Saturday, 10 May 2014

Who is misleading our President?

Against the backdrop of his massive victory at the 2011 Presidential elections, it is difficult to dispute the obvious popularity of President Goodluck Jonathan among Nigerians. Recently however, it is also getting clearer that those opposed to him are increasing.
Whereas the latter can be described as political opponents with some of them stretching opposition to enemity, it appears intriguing that some of his supporters are more of enemies than friends.  The visit to the Presidential Villa last Tuesday of a delegation of the North East Forum for Unity and Development led by elder statesman, Adamu Ciroma to hold talks with the President is one event which throws light on the subject.
Goodluck-Jonathan-newFrom the timing of the meeting and its confidentiality, any analyst could easily have deduced that the visit had to do with the unending insecurity in the region especially the abduction of hundreds of young girls from their school in Chibok, Borno State.
Somewhere along the line, the media claiming to have stumbled on the so called secret address of the leader of the delegation let the cat out of the bag. According to the report, the delegation allegedly described as callous, government’s handling of the security challenge.
This rather sharp criticism should ordinarily not have been seen as enemy action but in Nigeria such postures are so seen. Others that may be similarly indicted would include Senator Ahmed Zannah who told the international media during the week that government did nothing about the information he personally gave on the movements of the Chibok abductors.
The same fate awaits another law maker, Abdulrahman Terah who similarly blamed government for the death of over 200 citizens in Gamboru village last Monday.
When added to protests in different parts of the country demanding better efforts to rescue the abducted girls, it becomes clear that there is anger in the land. Rather than appreciating the reactions to the precarious development, the ‘friends’ of Jonathan would hold on to the usual theory of describing the protesters as sympathizers, fronts and agents of the opposition political parties.
In earnest though, a real friend of the President would have spent quality time helping him to aggregate the bitterness of people especially as visibly displayed on the social media. Instead, the President’s men preferred to dismiss every critic as an agent of the opposition thereby inadvertently projecting the said opposition as more popular.
A little effort to check out the critics would have also revealed the hollowness of the agency theory otherwise distinguished statesmen like Kofi Anan; former Secretary General of the United Nations would be ridiculously indicted. Anan had told the BBC that Africa’s response to Chibok was slow just as he expected the Nigeria Government to “have shared a bit more with its own population”.

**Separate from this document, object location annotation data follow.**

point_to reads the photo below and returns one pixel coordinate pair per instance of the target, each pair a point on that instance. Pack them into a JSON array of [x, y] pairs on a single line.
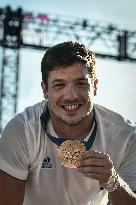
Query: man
[[66, 150]]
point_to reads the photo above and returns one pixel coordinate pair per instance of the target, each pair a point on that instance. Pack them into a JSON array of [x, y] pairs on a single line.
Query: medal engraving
[[70, 152]]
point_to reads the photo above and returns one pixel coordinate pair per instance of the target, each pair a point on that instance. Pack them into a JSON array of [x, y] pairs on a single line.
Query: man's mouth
[[71, 107]]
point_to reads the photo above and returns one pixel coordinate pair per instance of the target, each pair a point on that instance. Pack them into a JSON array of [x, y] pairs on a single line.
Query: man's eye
[[82, 84], [59, 85]]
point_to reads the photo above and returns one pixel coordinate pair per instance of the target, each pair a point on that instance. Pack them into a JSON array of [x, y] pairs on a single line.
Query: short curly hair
[[66, 54]]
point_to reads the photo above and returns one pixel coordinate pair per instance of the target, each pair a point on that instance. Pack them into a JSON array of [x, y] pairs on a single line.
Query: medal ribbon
[[58, 141]]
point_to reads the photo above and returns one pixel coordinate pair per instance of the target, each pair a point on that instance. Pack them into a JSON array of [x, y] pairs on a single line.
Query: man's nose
[[71, 92]]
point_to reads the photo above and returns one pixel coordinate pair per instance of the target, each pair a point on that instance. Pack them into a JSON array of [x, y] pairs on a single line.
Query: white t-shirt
[[27, 154]]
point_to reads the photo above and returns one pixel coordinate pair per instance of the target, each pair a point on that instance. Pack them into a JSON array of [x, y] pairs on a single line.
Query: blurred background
[[28, 28]]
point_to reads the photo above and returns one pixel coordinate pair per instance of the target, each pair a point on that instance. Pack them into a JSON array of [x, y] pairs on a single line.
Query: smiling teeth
[[71, 107]]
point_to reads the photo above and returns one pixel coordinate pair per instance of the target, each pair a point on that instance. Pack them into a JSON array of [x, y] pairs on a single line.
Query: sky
[[117, 80]]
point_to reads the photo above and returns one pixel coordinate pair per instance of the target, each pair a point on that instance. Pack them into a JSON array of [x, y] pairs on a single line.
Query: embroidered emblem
[[47, 163]]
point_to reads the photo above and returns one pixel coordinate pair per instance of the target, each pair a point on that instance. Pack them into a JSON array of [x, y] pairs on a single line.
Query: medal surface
[[69, 153]]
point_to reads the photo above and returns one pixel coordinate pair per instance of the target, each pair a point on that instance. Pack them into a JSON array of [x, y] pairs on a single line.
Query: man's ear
[[45, 89], [95, 86]]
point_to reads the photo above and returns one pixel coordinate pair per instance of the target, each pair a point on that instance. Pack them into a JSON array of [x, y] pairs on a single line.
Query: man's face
[[70, 94]]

Anan and many other critics are in reality not the enemies of our President; his real enemies are members of the highly placed “Praise Singers of Aso Villa” who tell the President what they think would please him. They deprive him of knowing the reality on the ground as they shield him from several dimensions of a subject.

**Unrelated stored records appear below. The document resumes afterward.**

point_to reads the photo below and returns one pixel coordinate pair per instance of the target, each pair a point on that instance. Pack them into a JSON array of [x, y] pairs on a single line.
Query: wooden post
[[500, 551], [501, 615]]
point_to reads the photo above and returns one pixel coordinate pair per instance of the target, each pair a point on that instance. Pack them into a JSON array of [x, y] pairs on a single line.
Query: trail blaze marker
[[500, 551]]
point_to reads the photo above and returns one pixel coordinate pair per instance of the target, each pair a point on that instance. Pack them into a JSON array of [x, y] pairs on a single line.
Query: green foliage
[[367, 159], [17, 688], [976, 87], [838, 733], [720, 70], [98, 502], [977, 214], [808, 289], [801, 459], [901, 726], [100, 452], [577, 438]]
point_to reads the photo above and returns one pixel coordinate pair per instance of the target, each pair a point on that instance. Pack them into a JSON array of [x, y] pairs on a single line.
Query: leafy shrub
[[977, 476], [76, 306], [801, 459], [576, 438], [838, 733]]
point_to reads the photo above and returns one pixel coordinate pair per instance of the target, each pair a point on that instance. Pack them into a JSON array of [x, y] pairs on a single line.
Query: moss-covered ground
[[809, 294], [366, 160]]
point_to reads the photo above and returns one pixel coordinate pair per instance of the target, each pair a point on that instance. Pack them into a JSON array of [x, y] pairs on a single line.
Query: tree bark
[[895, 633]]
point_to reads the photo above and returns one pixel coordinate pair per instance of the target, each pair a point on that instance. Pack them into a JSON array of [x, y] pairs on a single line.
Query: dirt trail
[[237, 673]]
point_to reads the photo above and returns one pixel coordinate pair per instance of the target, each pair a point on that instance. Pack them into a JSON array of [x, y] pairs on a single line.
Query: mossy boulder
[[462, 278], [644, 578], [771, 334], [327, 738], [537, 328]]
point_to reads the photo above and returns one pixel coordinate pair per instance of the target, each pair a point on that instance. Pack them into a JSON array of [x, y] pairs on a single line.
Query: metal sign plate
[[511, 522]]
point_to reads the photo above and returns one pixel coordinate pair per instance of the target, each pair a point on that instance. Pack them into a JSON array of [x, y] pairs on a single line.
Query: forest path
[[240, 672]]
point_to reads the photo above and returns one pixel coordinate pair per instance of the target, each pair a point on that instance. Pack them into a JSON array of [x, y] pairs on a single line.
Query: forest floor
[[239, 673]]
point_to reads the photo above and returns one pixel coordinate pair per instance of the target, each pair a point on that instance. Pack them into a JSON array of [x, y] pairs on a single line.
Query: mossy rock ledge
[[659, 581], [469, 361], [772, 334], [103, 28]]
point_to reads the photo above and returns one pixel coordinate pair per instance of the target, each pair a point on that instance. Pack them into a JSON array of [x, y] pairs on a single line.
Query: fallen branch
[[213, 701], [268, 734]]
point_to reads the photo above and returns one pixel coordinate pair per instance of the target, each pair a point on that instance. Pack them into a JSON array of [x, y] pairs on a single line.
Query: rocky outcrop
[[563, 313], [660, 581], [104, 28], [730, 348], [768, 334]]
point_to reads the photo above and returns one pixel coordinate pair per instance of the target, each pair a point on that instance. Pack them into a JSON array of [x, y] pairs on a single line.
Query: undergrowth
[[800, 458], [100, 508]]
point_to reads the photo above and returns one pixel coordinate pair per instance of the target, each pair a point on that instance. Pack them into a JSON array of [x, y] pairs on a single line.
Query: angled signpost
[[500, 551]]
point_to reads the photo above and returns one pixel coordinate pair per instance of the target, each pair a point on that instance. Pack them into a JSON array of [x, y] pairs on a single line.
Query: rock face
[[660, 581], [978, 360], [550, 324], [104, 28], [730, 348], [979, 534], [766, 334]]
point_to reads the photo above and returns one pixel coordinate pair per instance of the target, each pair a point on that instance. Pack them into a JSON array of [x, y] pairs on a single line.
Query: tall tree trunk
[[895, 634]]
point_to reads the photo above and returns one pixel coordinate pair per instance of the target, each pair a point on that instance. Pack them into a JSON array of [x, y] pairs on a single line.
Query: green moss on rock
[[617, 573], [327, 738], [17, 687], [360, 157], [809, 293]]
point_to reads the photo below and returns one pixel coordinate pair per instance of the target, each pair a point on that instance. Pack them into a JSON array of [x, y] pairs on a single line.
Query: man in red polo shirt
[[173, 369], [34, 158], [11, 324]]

This powerful association has a few notorious permanent members who are always around either promoting issues like the third term agenda during the Obasanjo administration or preventing the President from interfacing with his Vice during the era of the late President Yar’Adua. Painfully, those in the group seem to believe that any planned government event is immutable. It cannot even be shifted to a more auspicious time.
To them, shelving an event in honour of people’s sensitivity is a sign of weakness. As a result, rescheduling the recently held World Economic Forum would in their view mean that Boko Haram was winning the terror war in Nigeria. So the conference was held and it was reportedly well attended ostensibly making Abuja the Davos of Africa.
But anyone who cared to monitor any international media network would have seen that the item which dominated the world was the slogan-“Bring back our girls”-a slogan also publicly displayed by the American first lady herself. Whereas to use the international nature of the forum to justify the need to go on with it is tolerable, there are other primitive events that would also not be postponed by government because supposed friends push for it. One such event was the Kano rally where former Governor Ibrahim Shekarau, declared for the Peoples Democratic Party (PDP).
If Jonathan is not too sure of his enemies, the first to qualify are those who prodded him to attend the Kano rally hours after visiting victims of the first Nyanya bomb blast. The President as we saw on television at the location of the blast was   naturally shaken and transparently sobre. He should have been allowed to consummate his mourning.
Knowing fully well that a rally in Nigeria usually takes the format of dancing and rejoicing, rather than political education, the President’s handlers owe him ample apologies for the height of their indiscretion. But for their undue pressure, it is unlikely that Jonathan would have allowed himself to be transformed overnight from mourning to rejoicing.
Worse still, the President was at the end of the day, the only one put under intense criticism for the event. In any case, did Shekarau decamp to the PDP because some new political philosophies suddenly emerged that made him and the PDP compatible? If not, was it expedient for the President to attend the rally and personally receive what one analyst described as an artificial decampee?
Our premise is that it is time for President Jonathan to rid himself of mercenaries purporting to be his supporters. Luckily, the new posture of securing the assistance of the United States, Britain, France and China is mitigating the hitherto adverse public opinion on the vexed issue of security.
This is because the President is beginning to convince some people that ‘bringing back our girls’ which is naturally the nation’s current priority will be so handled from now on. This will be hard to achieve if the President is not circumspect.